Erisman: Yeah, this is a major trend that I think people aren’t really recognizing right now. I’ll give you an example. When I went to Nigeria, I had a driver who took me to my hotel. He found out I had worked at Alibaba. He pointed to his jeans and said, “Oh, I bought my jeans on Alibaba and had them sent from China to Nigeria.” I said, “Don’t you have jeans here in Nigeria? Why would you do that?” He said the cost is so much lower to get it sent straight from China that he was willing to wait two weeks.
That really surprised me because, even when I was at Alibaba, I always thought it was going to be a long time before people would buy on a retail level to have things sent around the world. But in a study by Accenture and Alibaba, they’re expecting $1 trillion worth of cross-border retail done online by 2020. Even in China last year, there was $85 billion worth of purchases in China from overseas sellers. The point is that e-commerce is making retail a seamlessly global market. People in the U.S. aren’t aware because they’re not as often buying something from overseas and having it sent to the U.S. But it’s going to really have a big impact on all aspects of the distribution channels.
“In the next 15, 20 years, with the smartphone getting in everyone’s pocket, there are going to be six billion shoppers.”
Knowledge@Wharton: Where are the potential pitfalls in this growth?
Erisman: For the U.S., there are very few pitfalls. The tough time for the U.S. was when the manufacturing jobs picked up and left and went to China and other countries in Asia. E-commerce facilitated that. Now is the time to reap the benefit where that trend has created a middle class in China, in India, in the Philippines. So, it’s not quite as risky for the U.S. because the pain was when the manufacturing jobs went overseas. Now is the time for the dividends.
For a lot of these emerging markets, it’s going to be tough for a lot of retailers. For example, in Mexico, people are no longer shopping from the Mexican local retailer. They’re just buying from Amazon and having the products sent across the border. The biggest pitfall would be if President Donald Trump lives up to some of his campaign rhetoric and implements some tariffs or creates a trade war. It would be the worst possible timing because we’re now at the point where we in the U.S. are able to sell to consumers around the world through e-commerce. He’d be putting tariffs in at just the time we’re standing to benefit from this trend.

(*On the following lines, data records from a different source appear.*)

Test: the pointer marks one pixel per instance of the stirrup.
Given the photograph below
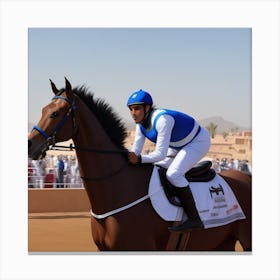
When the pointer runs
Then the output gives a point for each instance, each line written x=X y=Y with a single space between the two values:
x=188 y=225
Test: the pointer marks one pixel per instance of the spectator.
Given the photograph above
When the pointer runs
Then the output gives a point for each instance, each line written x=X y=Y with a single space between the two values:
x=60 y=173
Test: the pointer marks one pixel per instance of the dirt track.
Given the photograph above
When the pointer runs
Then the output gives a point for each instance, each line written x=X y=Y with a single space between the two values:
x=62 y=232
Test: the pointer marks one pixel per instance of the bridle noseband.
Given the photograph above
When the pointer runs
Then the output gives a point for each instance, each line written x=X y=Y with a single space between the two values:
x=50 y=139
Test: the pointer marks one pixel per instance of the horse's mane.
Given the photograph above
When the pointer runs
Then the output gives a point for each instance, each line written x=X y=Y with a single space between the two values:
x=108 y=118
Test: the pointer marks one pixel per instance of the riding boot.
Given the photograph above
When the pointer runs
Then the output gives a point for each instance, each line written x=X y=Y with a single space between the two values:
x=193 y=222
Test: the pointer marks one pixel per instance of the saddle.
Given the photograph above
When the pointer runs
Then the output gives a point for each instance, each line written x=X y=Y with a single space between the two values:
x=202 y=172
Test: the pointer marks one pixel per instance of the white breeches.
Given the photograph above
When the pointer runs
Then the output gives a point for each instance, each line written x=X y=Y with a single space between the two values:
x=178 y=162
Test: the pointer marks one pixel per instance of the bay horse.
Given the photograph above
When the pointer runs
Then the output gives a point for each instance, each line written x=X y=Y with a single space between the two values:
x=111 y=182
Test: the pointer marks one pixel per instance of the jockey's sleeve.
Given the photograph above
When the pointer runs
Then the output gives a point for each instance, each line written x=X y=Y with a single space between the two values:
x=138 y=141
x=164 y=128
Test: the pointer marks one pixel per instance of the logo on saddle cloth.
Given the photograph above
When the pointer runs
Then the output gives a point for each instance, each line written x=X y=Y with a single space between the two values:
x=218 y=190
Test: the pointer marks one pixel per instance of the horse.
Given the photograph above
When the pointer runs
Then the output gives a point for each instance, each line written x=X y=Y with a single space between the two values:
x=99 y=134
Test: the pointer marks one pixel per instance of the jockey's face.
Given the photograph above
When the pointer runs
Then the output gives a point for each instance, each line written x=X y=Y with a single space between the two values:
x=137 y=112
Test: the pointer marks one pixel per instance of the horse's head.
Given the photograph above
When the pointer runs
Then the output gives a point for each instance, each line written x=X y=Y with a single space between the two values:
x=57 y=122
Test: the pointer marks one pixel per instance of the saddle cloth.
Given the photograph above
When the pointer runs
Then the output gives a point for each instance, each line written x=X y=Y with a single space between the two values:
x=215 y=201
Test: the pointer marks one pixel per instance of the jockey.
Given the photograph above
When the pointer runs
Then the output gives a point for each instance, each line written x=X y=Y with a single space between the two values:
x=180 y=143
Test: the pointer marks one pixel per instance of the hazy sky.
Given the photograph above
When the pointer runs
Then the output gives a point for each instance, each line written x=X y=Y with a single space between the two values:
x=203 y=72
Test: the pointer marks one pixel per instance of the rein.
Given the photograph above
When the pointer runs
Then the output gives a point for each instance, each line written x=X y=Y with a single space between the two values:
x=84 y=149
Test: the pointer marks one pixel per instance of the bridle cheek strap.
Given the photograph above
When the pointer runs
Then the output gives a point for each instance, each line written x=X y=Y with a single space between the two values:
x=61 y=123
x=41 y=131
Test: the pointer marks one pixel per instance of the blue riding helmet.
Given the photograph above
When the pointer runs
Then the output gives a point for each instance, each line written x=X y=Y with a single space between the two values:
x=140 y=97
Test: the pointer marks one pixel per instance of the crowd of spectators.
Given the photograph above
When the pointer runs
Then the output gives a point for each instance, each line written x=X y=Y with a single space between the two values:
x=63 y=171
x=226 y=164
x=54 y=172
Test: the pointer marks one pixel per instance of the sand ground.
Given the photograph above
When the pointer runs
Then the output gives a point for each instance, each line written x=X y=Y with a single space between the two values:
x=60 y=232
x=63 y=232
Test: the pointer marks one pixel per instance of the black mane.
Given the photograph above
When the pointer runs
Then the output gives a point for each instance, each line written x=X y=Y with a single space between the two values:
x=110 y=121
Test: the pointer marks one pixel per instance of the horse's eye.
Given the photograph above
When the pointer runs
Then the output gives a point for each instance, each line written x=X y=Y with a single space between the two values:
x=54 y=114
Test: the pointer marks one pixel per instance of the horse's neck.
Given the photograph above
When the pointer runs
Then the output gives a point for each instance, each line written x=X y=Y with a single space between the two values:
x=93 y=136
x=94 y=165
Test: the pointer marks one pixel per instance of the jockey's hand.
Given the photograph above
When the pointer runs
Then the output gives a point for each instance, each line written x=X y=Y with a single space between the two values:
x=133 y=158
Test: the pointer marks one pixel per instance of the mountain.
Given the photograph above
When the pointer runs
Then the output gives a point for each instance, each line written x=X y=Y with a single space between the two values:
x=222 y=125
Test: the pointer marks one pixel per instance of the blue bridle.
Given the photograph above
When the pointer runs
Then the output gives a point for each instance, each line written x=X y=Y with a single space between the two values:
x=71 y=110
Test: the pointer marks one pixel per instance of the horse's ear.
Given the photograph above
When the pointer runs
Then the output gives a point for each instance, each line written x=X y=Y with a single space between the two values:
x=54 y=89
x=68 y=88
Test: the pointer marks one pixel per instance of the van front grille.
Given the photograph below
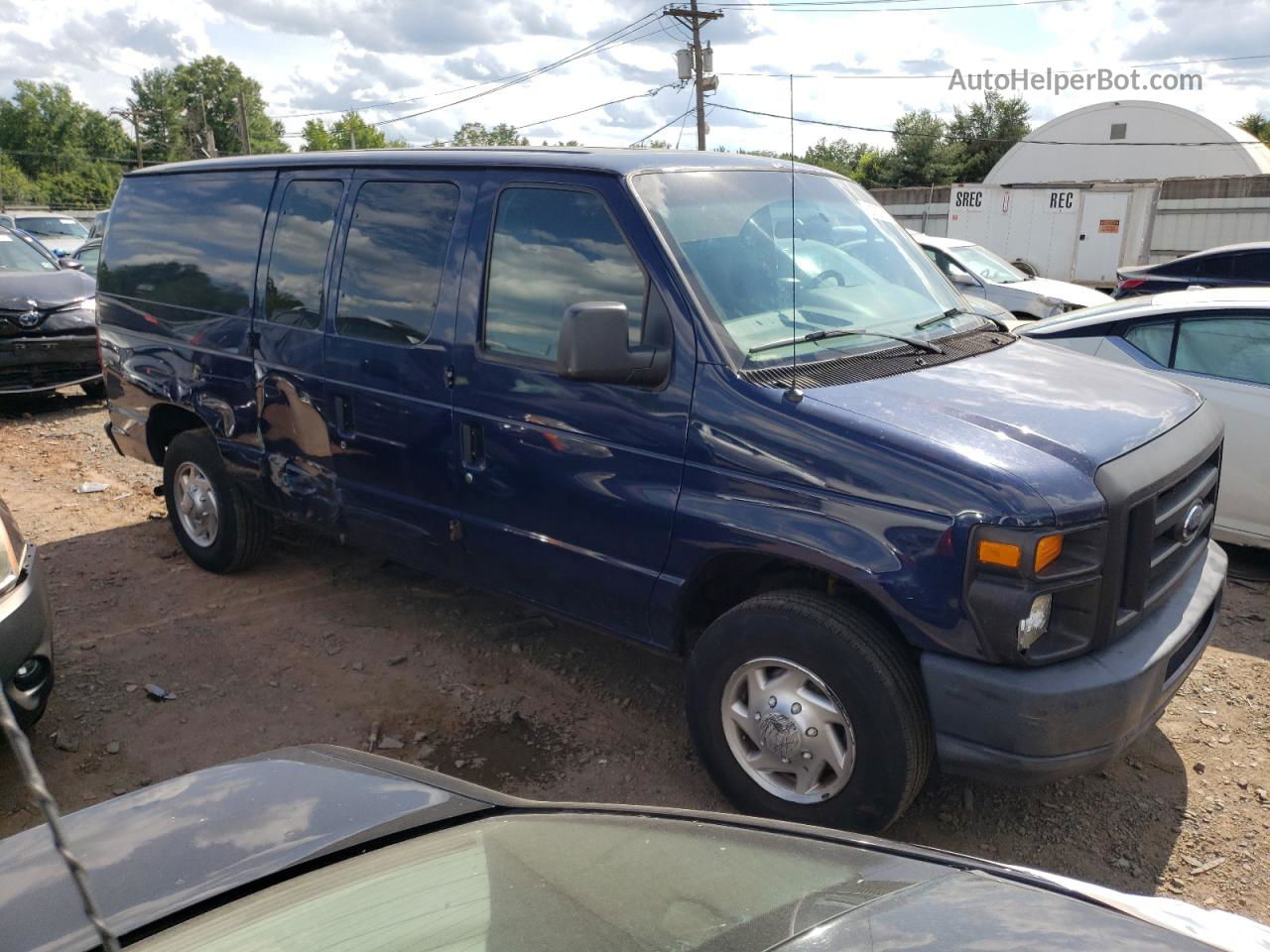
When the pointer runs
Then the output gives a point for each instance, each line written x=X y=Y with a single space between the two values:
x=1167 y=532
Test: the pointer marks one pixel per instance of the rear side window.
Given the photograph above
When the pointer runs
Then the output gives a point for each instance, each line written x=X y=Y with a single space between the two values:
x=1236 y=348
x=1252 y=267
x=298 y=263
x=394 y=259
x=554 y=248
x=1153 y=339
x=187 y=240
x=1213 y=267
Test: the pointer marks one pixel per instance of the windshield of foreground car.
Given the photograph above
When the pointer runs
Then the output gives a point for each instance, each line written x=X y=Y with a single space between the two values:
x=16 y=255
x=559 y=883
x=54 y=227
x=770 y=268
x=987 y=266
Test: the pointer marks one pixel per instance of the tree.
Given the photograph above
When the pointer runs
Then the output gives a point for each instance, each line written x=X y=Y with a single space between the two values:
x=1256 y=125
x=160 y=109
x=985 y=132
x=474 y=134
x=56 y=150
x=349 y=131
x=46 y=130
x=921 y=153
x=178 y=108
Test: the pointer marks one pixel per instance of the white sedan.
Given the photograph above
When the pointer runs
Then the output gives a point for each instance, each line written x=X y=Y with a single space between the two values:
x=976 y=271
x=1215 y=341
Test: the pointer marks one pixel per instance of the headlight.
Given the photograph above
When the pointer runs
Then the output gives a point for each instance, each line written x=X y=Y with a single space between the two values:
x=1034 y=593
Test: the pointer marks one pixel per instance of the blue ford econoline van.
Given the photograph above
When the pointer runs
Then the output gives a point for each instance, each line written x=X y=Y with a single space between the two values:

Knowledge@Wharton: You also say one of the negatives could be the environment. Could you explain what you mean?
Erisman: In China, they had this big PR gala to celebrate this big single-day of shopping, a sort of orgy of consumption. At the same time they’re holding this event in Beijing, it was one of these high-pollution days where everyone had to wear masks and were warned not to go outside. I think the risk here is that simply replicating this culture of consumption that the U.S. has, and if it were to spread through e-commerce to all these other markets, you’ll see the same issues popping up where the environmental concerns that come out of this consumption culture are issues that these countries need to deal with. This growth shouldn’t go unchecked, in my mind, the way it has been done in China.
Knowledge@Wharton: The title of the book is Six Billion Shoppers. Is there going to come a point where that number will be an underestimation?
Erisman: Six billion is the world population that’s in emerging markets. I think that’s where we’re headed. The reason I chose that title is because I think it hopefully will open people’s minds to the opportunity that you’re no longer limited to the customers in your country or in your region. In the next 15, 20 years, with the smartphone getting in everyone’s pocket, there are going to be six billion shoppers. And for the next 20 years after that, as long as the population grows, everyone will have access to products from around the world just from their smartphone.